Self-Portrait as a Chimera

I am what I have done—

A sweeping gesture to the thorn of mast jutting from my mother’s spine—spine a series of narrow steps leading to the temple of her neck where the things we worship demand we hurl her heart from that height, still warm, still humming with the holy music of an organ—

We do. We do. We do and do and do.

The last wild horse leaping off a cliff at Dana Point. A hurtling God carved from red clay. Wings of wind. Two satellite eyes spiraling like coals from a long-cold fire. Dreaming of Cortés, his dirty-beard and the burns it left when we kissed. Yet we kissed for years and my savage hair wove around him like braids of smoke.

Skeletons of apples rot the gardens of Thalheim. First snow wept at the windows while I held a man’s wife in my arms. I palmed her heavy breasts like loot bags. Her teeth at my throat like a pearl necklace I could break to pieces. I would break to pieces. Dieb.

A bandit born with masked eyes. El Maragato’s thigh wound glittering like red lace. My love hidden away in a cave as I face the gallows each morning, her scent the bandana around my face, her picture folded in the cuff of my boot.
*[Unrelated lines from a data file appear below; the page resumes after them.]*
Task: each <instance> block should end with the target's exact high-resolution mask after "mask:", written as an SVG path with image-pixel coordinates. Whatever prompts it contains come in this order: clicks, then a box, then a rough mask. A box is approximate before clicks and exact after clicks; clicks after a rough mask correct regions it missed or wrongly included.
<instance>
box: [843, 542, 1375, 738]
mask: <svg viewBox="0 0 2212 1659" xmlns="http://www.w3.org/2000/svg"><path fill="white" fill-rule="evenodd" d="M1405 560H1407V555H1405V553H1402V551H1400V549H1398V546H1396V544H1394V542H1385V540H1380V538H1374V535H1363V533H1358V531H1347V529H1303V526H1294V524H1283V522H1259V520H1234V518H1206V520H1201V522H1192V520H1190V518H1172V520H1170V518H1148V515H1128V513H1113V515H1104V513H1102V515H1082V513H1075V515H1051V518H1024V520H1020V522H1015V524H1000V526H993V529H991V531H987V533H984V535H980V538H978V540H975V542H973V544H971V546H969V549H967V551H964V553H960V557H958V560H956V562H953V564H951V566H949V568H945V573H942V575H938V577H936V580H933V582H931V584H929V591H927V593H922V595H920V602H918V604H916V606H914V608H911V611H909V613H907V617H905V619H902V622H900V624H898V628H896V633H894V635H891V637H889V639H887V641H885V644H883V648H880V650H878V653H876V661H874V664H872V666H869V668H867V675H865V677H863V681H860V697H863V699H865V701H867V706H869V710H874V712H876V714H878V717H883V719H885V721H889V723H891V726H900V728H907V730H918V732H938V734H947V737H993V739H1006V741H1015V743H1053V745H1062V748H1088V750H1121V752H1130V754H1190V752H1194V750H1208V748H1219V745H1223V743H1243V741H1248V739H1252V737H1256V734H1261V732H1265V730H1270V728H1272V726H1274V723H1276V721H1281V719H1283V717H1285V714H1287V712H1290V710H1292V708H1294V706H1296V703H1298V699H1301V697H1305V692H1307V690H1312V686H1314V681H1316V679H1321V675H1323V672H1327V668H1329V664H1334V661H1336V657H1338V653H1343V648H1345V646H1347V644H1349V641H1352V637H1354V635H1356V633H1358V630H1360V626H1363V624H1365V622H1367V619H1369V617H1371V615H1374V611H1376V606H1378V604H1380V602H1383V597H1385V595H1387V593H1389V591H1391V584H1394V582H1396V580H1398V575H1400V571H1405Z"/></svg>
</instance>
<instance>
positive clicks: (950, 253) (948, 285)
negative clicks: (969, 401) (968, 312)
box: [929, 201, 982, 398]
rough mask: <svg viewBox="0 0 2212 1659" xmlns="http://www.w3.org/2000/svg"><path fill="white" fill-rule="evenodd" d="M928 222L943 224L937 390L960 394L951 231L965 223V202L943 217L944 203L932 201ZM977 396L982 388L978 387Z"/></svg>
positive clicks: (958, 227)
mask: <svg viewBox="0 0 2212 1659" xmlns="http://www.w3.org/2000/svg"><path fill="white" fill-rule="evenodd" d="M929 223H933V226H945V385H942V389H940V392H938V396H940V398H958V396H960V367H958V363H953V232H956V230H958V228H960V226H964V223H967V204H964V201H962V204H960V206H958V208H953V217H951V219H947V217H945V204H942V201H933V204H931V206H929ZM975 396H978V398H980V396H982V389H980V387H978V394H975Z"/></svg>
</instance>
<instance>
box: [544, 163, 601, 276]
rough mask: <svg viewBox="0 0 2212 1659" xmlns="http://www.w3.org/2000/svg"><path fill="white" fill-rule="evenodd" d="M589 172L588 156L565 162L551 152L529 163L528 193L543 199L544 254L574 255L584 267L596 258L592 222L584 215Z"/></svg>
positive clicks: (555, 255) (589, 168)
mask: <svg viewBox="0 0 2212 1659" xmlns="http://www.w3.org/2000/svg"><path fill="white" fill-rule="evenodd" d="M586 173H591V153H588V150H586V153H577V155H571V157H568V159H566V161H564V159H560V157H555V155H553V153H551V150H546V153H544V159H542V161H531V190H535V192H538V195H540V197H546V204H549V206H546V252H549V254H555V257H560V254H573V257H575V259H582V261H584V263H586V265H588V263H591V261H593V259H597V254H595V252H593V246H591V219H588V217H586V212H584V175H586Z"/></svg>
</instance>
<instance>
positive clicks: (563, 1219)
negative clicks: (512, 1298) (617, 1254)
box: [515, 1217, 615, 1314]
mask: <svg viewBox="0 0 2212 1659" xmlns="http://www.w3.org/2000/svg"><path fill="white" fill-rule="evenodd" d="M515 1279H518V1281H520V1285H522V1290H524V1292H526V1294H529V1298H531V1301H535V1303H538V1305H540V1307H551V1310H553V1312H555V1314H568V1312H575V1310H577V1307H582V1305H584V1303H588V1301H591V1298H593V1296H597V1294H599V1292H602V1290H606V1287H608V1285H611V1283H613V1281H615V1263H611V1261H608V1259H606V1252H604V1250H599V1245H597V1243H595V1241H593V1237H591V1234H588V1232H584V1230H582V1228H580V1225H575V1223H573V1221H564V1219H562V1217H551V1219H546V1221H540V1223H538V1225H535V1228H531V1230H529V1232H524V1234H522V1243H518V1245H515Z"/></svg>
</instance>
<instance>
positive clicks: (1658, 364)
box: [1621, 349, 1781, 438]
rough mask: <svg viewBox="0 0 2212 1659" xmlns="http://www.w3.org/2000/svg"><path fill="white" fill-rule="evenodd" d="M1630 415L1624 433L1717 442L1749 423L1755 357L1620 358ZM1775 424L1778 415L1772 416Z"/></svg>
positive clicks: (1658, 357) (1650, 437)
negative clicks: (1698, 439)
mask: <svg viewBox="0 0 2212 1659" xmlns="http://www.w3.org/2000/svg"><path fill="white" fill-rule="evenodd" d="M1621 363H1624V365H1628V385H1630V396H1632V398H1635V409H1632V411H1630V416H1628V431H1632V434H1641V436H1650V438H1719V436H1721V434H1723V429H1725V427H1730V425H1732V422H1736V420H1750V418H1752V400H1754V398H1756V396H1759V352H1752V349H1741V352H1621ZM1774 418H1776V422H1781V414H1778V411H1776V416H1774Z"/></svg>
The gravediggers and their beautiful shoulder blades smooth as shovel heads. I build and build my brother a funeral, eating the dirt along the way—queen of pica, pilferer of misery feasts—hoarding my brother like a wrecked Spanish galleon. I am more cerulean than the sea I swallow each day on the way to reaching out for him, to sing his name, to wear him like a dress made of debris.

These dark rosettes name me Jaguar. These stripes are my slave dress. Black soot. Red hematite. I am filled with ink. A codice, splayed, opened, ready to be burnt in the square—

I am. I am and am and am. What have I done?

Natalie Diaz
Natalie Diaz

Natalie Diaz is Mojave and Pima and grew up in the Fort Mojave Indian Village in Needles, California. She played professional basketball in Europe and Asia for several years before completing her MFA at Old Dominion University. She currently lives in Mohave Valley, Arizona, where she works to  revitalize the Mojave heritage language by documenting the last Elder speakers of Mojave. Her work has appeared in Prairie Schooner, Iowa Review, North American Review, Crab Orchard and others. When My Brother Was An Aztec, her first book of poetry, is forthcoming from Copper Canyon Press in 2012.